Opinião
Brasil: onde racistas só se surpreendem com o racismo dos outros
Não dá pra ter indignação seletiva, revoltar-se com o que aconteceu com a
jornalista, mas calar-se quando é com o porteiro, com o menino da
periferia
Divulgação
Maria Júlia Coutinho, jornalista de meteorologia do Jornal Nacional, foi alvo de racistas nas redes sociais
Como
foi bastante divulgado durante a semana, Maria Júlia Coutinho,
carinhosamente chamada de Maju, a “garota do tempo” do Jornal Nacional,
foi alvo de comentários racistas nas redes sociais. Rapidamente
criaram-se campanhas de apoio a ela, pessoas manifestaram-se contra o
episódio e a hashtag Somos todas Maju liderou o trend topics do twitter.
Obviamente que me solidarizo com Maju,
como mulher negra que se coloca, sei o que é receber ofensas nas redes
sociais de pessoas sem noção. Porém, o que me intriga é a falta de
criticidade de muitas pessoas que se solidarizaram.
Quando eu vi algumas pessoas da minha rede
de amigos ficarem surpresos com as ofensas, minha vontade foi dizer:
queridinhas, é a mesma coisa que vocês faziam comigo na escola, lembram?

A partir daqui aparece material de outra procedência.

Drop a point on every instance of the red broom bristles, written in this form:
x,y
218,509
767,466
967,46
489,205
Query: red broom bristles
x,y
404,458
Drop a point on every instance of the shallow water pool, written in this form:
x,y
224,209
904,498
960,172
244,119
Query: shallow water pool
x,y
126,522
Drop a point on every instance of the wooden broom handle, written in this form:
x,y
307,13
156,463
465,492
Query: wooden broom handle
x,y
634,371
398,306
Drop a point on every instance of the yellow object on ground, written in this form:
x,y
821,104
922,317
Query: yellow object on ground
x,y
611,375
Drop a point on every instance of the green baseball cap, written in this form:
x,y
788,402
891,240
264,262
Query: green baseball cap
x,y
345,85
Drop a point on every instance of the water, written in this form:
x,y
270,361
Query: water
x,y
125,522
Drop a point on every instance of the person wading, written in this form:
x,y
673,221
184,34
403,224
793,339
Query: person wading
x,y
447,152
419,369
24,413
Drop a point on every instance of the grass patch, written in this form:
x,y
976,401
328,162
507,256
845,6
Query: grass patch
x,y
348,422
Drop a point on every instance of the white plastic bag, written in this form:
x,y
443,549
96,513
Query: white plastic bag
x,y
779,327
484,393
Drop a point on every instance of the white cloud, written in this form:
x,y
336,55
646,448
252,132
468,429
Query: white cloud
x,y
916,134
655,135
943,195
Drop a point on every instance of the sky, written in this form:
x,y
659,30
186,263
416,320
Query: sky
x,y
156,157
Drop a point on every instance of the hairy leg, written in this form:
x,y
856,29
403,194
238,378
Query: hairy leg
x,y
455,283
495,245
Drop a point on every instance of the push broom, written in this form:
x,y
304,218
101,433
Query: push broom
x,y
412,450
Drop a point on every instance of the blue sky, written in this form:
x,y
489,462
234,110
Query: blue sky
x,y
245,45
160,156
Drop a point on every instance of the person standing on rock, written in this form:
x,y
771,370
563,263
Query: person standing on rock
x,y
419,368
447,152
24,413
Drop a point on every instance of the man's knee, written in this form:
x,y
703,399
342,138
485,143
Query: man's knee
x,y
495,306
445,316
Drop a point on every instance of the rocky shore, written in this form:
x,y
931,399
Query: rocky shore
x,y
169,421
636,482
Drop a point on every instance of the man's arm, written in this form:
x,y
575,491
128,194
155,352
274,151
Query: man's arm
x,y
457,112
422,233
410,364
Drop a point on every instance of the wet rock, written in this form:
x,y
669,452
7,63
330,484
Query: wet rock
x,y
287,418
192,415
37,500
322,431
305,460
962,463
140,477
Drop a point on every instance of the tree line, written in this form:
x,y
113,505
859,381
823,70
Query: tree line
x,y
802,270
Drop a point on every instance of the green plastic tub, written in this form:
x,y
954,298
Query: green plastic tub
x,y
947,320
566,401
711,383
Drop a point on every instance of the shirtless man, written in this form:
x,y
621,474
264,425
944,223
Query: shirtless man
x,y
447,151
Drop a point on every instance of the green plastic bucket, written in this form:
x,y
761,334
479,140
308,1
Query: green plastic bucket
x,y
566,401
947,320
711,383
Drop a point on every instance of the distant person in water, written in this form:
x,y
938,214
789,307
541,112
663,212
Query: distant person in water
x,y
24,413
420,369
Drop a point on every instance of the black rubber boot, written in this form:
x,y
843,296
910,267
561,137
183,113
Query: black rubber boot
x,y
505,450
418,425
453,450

Lembram meninos, que vocês corriam de mim na época da festa junina
dizendo categoricamente: “não vou dançar com a neguinha?” Quase escrevi
para um colega que estava revoltado se ele lembrava ter ficado surpreso
ao saber que eu fazia mestrado em filosofia política e falava outros
idiomas quando me conheceu e ainda disse surpreso “nossa, você é
inteligente mesmo, se fosse loira seria um fenômeno”.

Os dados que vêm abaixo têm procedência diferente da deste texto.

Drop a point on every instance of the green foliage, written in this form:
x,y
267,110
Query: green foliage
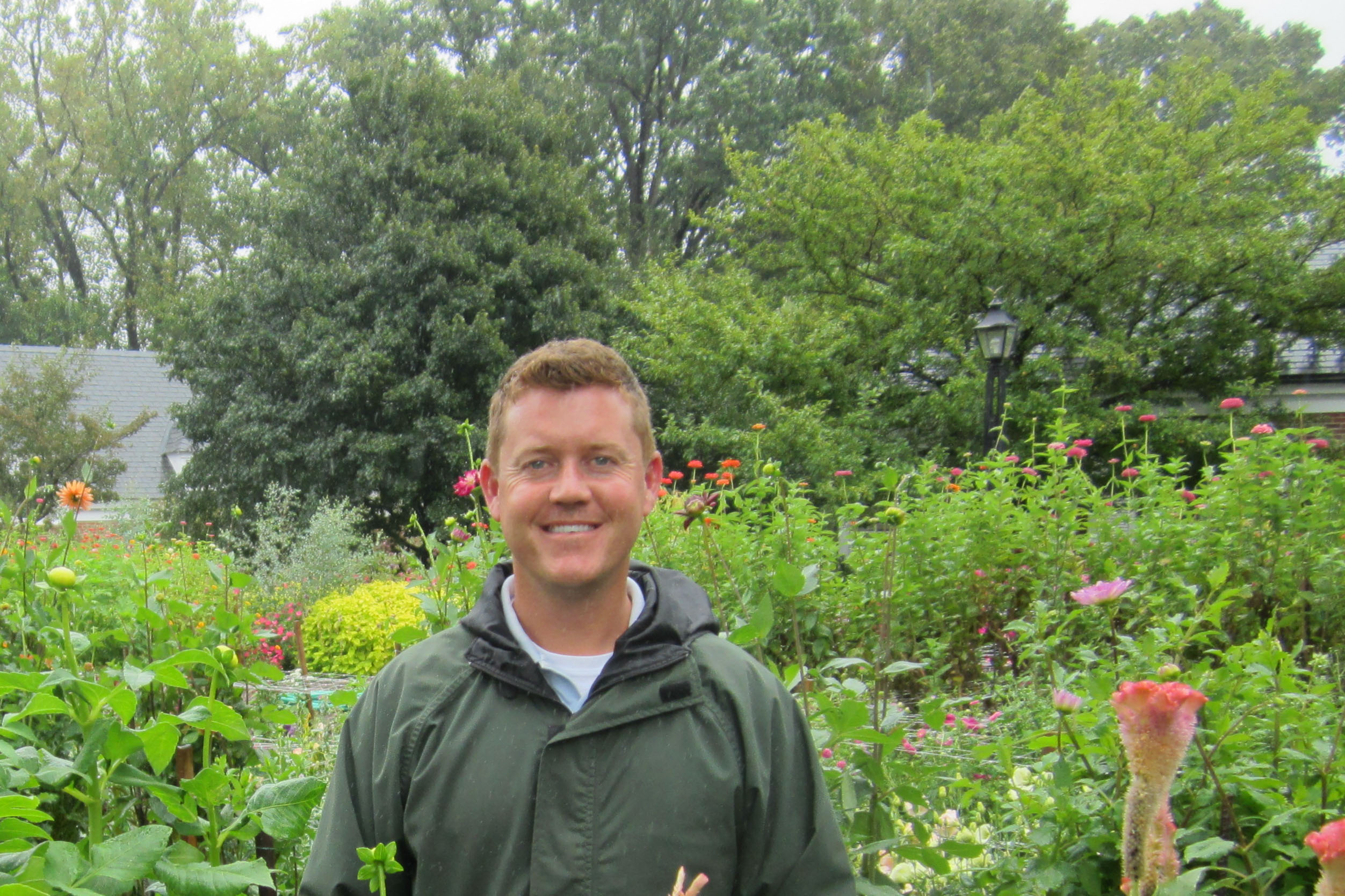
x,y
353,633
1146,252
431,229
38,421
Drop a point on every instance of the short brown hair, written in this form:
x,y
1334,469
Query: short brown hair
x,y
562,366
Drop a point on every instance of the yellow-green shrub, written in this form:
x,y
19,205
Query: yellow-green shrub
x,y
351,633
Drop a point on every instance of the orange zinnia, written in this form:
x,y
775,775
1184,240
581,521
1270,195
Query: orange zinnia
x,y
76,495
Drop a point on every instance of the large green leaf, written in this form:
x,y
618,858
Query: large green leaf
x,y
284,806
161,743
223,719
204,879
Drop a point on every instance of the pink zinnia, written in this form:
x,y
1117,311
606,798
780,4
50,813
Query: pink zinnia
x,y
1329,846
467,483
1157,723
1102,592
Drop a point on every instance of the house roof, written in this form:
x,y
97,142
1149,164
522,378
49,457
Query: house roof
x,y
123,383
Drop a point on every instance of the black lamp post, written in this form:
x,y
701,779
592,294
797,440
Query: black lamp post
x,y
997,332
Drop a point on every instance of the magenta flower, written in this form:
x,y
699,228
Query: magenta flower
x,y
467,483
1102,592
1329,846
1157,723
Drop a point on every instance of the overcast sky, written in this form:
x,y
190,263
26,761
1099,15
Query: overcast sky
x,y
1327,17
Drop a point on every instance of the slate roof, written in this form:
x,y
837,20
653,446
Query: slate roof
x,y
124,383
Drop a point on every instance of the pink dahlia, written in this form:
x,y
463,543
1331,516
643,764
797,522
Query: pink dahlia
x,y
467,483
1102,592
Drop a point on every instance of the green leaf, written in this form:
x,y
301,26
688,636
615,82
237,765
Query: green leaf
x,y
284,806
223,719
204,879
136,679
787,579
1208,851
119,863
11,828
41,704
1183,884
161,742
15,806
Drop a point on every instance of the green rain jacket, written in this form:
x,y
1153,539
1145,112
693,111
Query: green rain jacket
x,y
688,753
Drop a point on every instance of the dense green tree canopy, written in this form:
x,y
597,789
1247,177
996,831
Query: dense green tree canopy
x,y
431,229
1148,254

Aos que dizem “em pleno século XXI e isso
ainda acontece” falta conhecimento da história do Brasil, de que esse
país foi fundado no racismo, é estrutural. Eu fico surpresa com a
surpresa dessas pessoas. Como eu sempre digo, não precisa ler Franz
Fanon, basta ligar a TV. Num país com 52% de população negra, por que
essas mesmas pessoas não se surpreendem com a ausência de negros na TV?
Por que não criam uma campanha chamada Por uma TV menos eurocêntrica,
por exemplo?
Quem trabalha com educação e ficou
indignado está trabalhando com a lei 10639? Trata-se de uma lei de 2003
que alterou a lei de diretrizes e bases da educação e obriga a inclusão
do ensino da história de África e afrobrasileiras na escola.
Interrompem a aula quando um aluno faz
ofensas racistas a outro ou diz que isso é brincadeira e não faz nada?
Quem é empregador, contrata profissionais negras? É urgente que pessoas
brancas discutam racismo pelo viés da branquitude, que se questionem.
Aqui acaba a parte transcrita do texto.